His work has been extensively exhibited in both one-man and group exhibitions.

His works are owned by many national and municipal museums and by many private collectors inside and outside Germany.

Geigenberger was awarded the scarce Albrecht Dürer Medal, the Rome Prize and the Prize of the German Artists' Union.. He belonged to the Munich Secession, the Berlin Secession, the Prussian Academy of the Arts, the Association of Berlin Artists and from 1945 the Neue Gruppe München and the Ulm Artists' Guild.

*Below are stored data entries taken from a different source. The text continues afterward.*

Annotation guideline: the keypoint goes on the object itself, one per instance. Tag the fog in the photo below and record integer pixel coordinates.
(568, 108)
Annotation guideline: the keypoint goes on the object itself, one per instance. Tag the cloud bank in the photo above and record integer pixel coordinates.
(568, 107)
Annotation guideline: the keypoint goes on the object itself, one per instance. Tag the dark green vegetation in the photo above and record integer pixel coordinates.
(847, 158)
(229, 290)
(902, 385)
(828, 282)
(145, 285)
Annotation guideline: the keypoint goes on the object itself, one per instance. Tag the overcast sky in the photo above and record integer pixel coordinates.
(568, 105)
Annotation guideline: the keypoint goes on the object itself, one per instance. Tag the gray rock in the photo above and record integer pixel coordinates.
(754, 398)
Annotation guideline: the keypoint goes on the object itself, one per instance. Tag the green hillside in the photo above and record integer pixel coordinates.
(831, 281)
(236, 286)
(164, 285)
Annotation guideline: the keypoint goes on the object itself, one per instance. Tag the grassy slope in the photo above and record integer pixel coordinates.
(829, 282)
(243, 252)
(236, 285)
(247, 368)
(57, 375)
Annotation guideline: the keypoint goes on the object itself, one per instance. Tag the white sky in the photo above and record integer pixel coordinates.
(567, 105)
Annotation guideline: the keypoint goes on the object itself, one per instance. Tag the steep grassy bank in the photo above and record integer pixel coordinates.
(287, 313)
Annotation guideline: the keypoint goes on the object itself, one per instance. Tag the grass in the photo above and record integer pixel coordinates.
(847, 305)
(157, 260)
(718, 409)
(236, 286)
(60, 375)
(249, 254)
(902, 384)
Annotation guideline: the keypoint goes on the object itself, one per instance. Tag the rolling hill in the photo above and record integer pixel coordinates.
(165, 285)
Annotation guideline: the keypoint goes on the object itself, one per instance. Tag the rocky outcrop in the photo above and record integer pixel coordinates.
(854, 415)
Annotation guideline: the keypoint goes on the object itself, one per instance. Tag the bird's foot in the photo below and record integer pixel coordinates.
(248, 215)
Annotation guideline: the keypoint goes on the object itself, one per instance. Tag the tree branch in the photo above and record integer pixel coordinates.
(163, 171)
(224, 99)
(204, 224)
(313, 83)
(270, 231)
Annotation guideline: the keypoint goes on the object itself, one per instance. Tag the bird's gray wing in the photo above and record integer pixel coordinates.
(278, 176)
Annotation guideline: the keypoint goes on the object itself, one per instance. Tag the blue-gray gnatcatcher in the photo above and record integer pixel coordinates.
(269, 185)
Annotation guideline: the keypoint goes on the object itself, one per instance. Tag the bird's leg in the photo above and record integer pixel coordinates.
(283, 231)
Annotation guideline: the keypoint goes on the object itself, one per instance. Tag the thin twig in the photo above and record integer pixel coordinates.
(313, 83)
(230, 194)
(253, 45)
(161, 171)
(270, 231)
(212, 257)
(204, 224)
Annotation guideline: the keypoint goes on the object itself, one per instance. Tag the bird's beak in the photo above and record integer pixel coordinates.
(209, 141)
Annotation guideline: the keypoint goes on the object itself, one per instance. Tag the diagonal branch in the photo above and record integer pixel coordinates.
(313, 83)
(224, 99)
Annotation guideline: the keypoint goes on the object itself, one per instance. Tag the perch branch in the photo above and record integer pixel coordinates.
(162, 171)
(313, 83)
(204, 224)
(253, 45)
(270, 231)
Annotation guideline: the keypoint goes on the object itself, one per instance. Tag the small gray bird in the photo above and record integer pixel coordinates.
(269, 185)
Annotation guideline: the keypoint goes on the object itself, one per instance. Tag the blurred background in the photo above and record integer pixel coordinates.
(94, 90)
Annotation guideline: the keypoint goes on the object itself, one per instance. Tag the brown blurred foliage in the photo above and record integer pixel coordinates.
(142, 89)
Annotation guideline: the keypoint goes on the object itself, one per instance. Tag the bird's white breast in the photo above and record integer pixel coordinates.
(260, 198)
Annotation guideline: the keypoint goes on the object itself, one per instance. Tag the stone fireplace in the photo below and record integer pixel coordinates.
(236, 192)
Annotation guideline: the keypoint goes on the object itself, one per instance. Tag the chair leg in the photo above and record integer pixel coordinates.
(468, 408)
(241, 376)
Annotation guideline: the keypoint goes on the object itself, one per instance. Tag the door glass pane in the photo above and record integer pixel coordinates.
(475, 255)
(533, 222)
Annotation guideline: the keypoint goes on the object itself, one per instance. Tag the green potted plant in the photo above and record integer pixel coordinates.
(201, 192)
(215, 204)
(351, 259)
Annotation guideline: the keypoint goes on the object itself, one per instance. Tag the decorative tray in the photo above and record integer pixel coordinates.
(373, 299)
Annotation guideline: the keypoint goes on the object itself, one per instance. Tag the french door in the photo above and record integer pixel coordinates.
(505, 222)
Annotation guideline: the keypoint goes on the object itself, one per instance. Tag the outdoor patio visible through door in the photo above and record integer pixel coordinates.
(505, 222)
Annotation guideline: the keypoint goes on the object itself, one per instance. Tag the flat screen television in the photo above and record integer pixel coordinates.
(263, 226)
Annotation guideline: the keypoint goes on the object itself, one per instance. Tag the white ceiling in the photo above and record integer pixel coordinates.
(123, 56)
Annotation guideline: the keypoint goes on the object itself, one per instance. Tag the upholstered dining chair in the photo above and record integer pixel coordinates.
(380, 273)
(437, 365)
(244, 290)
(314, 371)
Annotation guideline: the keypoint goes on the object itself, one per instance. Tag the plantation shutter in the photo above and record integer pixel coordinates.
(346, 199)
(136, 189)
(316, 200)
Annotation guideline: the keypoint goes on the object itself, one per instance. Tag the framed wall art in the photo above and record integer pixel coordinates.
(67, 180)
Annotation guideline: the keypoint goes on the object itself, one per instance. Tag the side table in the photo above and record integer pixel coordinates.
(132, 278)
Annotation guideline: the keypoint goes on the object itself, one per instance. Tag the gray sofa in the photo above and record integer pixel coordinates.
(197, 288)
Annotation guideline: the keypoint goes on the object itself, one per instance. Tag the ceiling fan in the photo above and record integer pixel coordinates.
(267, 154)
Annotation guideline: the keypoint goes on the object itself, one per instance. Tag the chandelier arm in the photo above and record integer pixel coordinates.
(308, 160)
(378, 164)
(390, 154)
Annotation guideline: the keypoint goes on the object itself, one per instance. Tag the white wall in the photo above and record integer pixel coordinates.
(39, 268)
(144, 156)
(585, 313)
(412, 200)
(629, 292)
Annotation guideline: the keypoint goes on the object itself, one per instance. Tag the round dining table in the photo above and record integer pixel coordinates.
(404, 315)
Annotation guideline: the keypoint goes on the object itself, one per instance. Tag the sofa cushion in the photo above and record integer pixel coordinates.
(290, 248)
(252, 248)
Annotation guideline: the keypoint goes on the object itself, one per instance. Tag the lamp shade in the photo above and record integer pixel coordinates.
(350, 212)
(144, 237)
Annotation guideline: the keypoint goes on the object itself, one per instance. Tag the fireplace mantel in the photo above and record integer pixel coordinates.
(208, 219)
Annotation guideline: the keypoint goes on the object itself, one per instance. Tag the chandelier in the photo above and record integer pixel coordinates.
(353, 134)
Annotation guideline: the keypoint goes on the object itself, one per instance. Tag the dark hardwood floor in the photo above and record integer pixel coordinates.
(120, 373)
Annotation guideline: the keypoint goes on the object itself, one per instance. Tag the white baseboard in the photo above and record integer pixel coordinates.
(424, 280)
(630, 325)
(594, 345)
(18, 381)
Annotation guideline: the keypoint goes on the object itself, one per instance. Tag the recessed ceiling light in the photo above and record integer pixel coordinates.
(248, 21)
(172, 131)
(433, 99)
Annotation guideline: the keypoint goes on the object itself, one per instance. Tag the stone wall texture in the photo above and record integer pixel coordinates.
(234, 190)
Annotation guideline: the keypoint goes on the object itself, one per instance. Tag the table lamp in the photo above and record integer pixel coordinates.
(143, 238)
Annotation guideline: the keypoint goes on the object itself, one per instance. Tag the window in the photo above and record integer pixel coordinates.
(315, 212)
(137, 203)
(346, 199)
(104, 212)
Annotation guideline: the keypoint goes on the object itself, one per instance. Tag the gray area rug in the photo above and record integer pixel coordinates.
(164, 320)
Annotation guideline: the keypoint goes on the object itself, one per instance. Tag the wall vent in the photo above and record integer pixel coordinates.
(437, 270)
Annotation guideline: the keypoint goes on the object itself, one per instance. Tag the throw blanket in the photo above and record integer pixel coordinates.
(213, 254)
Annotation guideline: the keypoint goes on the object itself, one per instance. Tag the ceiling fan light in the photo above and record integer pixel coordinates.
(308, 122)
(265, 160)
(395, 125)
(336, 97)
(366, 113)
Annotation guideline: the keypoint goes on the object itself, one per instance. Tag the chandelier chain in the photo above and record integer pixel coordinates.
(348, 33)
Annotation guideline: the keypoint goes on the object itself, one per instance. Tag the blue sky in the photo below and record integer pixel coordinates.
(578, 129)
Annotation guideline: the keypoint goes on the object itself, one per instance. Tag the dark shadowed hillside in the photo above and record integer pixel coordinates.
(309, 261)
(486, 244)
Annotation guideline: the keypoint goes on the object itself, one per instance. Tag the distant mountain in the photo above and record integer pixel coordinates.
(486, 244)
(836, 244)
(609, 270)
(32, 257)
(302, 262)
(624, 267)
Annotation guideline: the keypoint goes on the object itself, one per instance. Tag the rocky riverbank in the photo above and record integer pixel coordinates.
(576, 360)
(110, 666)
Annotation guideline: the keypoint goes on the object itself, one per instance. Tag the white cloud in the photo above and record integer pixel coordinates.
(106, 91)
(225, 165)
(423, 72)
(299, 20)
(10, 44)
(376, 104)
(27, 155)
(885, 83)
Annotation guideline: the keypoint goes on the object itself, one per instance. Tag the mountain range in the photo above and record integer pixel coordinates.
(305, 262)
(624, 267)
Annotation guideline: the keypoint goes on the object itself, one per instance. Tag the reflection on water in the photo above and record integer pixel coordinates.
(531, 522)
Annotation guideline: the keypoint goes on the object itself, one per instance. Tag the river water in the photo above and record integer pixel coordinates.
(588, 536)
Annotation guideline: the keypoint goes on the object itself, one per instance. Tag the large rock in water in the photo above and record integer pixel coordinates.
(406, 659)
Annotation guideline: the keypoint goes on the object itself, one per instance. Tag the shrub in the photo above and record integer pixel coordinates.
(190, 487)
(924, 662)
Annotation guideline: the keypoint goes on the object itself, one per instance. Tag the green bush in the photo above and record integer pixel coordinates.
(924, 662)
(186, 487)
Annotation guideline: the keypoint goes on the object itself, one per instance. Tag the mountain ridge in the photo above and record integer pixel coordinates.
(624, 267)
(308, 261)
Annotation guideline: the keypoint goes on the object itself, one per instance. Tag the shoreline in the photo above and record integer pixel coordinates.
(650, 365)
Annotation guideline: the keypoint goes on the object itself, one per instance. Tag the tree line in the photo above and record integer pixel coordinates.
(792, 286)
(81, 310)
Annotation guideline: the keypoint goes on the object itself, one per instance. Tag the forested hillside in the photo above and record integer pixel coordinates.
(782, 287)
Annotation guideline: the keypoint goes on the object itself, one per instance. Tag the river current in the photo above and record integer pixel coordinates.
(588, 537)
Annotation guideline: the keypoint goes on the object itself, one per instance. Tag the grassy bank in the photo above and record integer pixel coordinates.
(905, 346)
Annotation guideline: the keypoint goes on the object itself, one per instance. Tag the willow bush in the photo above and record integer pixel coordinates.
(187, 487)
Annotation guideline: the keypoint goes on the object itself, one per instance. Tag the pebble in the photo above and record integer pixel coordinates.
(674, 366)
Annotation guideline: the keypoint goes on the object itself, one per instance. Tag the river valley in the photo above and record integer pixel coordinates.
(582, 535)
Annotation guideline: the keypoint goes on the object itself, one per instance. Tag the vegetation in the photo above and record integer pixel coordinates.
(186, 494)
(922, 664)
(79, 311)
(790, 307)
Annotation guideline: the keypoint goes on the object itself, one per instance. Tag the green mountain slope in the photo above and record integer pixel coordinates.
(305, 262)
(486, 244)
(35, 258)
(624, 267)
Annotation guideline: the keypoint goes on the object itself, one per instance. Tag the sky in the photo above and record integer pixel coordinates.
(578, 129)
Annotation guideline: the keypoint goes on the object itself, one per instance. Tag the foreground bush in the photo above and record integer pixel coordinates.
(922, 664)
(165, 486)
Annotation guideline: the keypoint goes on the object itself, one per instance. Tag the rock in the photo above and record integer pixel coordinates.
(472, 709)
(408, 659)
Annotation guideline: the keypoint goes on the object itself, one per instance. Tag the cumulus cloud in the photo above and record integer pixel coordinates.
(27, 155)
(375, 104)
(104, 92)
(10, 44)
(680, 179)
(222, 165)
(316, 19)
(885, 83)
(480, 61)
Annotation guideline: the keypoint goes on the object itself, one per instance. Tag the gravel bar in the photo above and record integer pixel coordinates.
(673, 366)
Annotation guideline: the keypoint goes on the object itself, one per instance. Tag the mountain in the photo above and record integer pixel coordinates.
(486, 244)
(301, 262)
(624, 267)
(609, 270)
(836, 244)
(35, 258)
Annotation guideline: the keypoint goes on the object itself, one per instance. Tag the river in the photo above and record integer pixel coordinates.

Among his closer artist friends were Joseph Kutter, Anton Kerschbaumer, Julius Sailer, Florian Bosch, Max Liebermann, Bernhard Bleeker, L W Grossmann, Konstantin Garneff, Max Arthur Stremel and Leo Putz. His style was an example for many German painters. In 1943 he was condemned to a total ban on all painting and sales of his works. Nevertheless at the exhibition Deutsche Künstler und die SS ("German Artists and the SS") in 1944 in Breslau his picture Hünengrab in der Heide bei Fallingbostel was exhibited, as were several of his works at the subsequent exhibition of the same name in Salzburg.

He died unexpectedly after an operation in Ulm on 6 July 1946.

There are streets named after Otto Geigenberger in Munich and Wasserburg am Inn.